Dr Peter Browning

Dr Peter Browning

Department of Linguistics and Communication
Teaching Fellow

Contact details

Address
Frankland Building
University of Birmingham
Edgbaston
Birmingham
B15 2TT
UK

Peter is a sociolinguist with a background in English language teaching and teacher education who works at the intersections of Applied Linguistics, Sociolinguistics and TESOL. He has carried out research and taught in a number of HE contexts both in the UK and abroad and is a Fellow of the Higher Education Academy.

Qualifications

Academic Qualifications

  • PhD, Sociolinguistics, University College London, UK
  • MA, Linguistics, Newcastle University, UK
  • BA (Hons), Multilingual Studies (French, Spanish, Italian), Royal Holloway, University of London, UK 

Additional Qualifications

  • Diploma in Peace Education, Pontificia Universidad Javeriana, Colombia 

Biography

I have a background in modern languages and linguistics having studied BA Multilingual Studies (French, Spanish, Italian) at Royal Holloway, University of London. During my undergraduate year abroad (spent between Montpellier, France and Lecce, Italy) I had the opportunity to study European sociolinguistics and sociology (including sociology of language) which sparked my interest in sociolinguistics. I used the final year of my undergraduate study to specialise in the sociolinguistics of French and Occitan. 

During my undergraduate studies, I had worked as a language assistant at a local school teaching French, Spanish and English as an Additional Language. Inspired by this experience, on graduating from my BA, I spent two years working as an English language teaching assistant in Colombia. During this time, I took the Cambridge Certificate in Teaching English to Speakers of Other Languages (CELTA) course and gained my first experience teaching EFL.

I returned to the UK to study an MA in Linguistics at Newcastle University. Alongside formal aspects of theoretical linguistics, I studied the sociolinguistics (variation and change) of English, sociology of language and became socialised into linguistic anthropological approaches to language and communication through the study of multilingualism in the Andes and of Occitan in France. My Master’s study culminated in my MA Dissertation which looked into terms of address (namely the second person “voseo”) in Antioquia, Colombia from a third-wave variationist sociolinguistic perspective.

I returned to Colombia in 2013 where I joined the faculty of the Universidad Católica de Oriente as lecturer in English Language Education on the Licenciatura en Lenguas Extranjeras (inglés y francés) (a four year Undergraduate ITT programme leading to QTS in English and French teaching). I acted as coordinator for the English Language Pathway and convened a number of modules including: Sociolinguistics, Introduction to Applied Linguistics, and English Language Teaching Methods (Didactics).

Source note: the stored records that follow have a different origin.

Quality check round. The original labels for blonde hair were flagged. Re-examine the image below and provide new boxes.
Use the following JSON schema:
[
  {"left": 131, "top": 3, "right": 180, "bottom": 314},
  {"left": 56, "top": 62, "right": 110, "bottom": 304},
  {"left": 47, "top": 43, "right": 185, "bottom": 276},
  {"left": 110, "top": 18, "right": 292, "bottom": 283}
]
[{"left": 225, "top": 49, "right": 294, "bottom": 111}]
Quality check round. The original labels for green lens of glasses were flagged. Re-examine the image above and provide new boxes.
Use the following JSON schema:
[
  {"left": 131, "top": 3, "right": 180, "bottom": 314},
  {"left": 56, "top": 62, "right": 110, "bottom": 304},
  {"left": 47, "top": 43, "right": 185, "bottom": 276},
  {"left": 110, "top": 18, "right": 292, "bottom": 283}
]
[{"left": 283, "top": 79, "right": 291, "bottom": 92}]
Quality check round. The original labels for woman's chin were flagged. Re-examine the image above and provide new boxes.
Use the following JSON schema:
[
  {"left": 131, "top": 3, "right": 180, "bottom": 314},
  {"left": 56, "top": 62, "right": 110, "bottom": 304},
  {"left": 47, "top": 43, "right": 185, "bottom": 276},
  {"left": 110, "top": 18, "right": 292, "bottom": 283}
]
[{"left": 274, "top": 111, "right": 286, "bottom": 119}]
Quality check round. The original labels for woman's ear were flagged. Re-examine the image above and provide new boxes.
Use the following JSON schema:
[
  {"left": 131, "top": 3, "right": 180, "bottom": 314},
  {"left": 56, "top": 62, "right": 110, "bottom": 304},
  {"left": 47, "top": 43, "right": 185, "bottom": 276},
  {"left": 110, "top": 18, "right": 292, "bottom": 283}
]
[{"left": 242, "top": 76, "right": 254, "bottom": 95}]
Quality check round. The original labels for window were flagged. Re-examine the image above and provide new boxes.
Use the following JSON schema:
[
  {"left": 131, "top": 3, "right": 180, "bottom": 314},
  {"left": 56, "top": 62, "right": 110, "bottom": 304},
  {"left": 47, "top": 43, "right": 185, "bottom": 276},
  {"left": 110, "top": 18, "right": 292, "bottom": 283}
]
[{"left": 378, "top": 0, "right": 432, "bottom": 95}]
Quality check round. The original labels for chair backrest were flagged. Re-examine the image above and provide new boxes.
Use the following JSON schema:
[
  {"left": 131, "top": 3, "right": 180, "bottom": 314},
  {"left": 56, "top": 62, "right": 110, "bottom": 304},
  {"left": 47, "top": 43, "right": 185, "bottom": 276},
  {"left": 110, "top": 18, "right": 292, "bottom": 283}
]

I returned to the UK to carry out an ESRC-funded doctoral research project at University College London’s Institute of Education. This project grew out of my involvement in English language teaching in Rionegro, Colombia and focused on the implementation of a bilingual (Spanish-English) language policy in this rapidly urbanising municipality. Approaching this policy implementation from a critical ethnographic sociolinguistic perspective, I interrogated the ways in which the policy became enmeshed with the politics of urban “transformation” in the municipality. Drawing on ethnographic data collected during 11 months of fieldwork, I argued that the language policy itself became an important “infrastructure of transformation” - a mechanism through which the discursive and ideological work of imbuing the material-urban changes with the meaning of “transformation” was achieved.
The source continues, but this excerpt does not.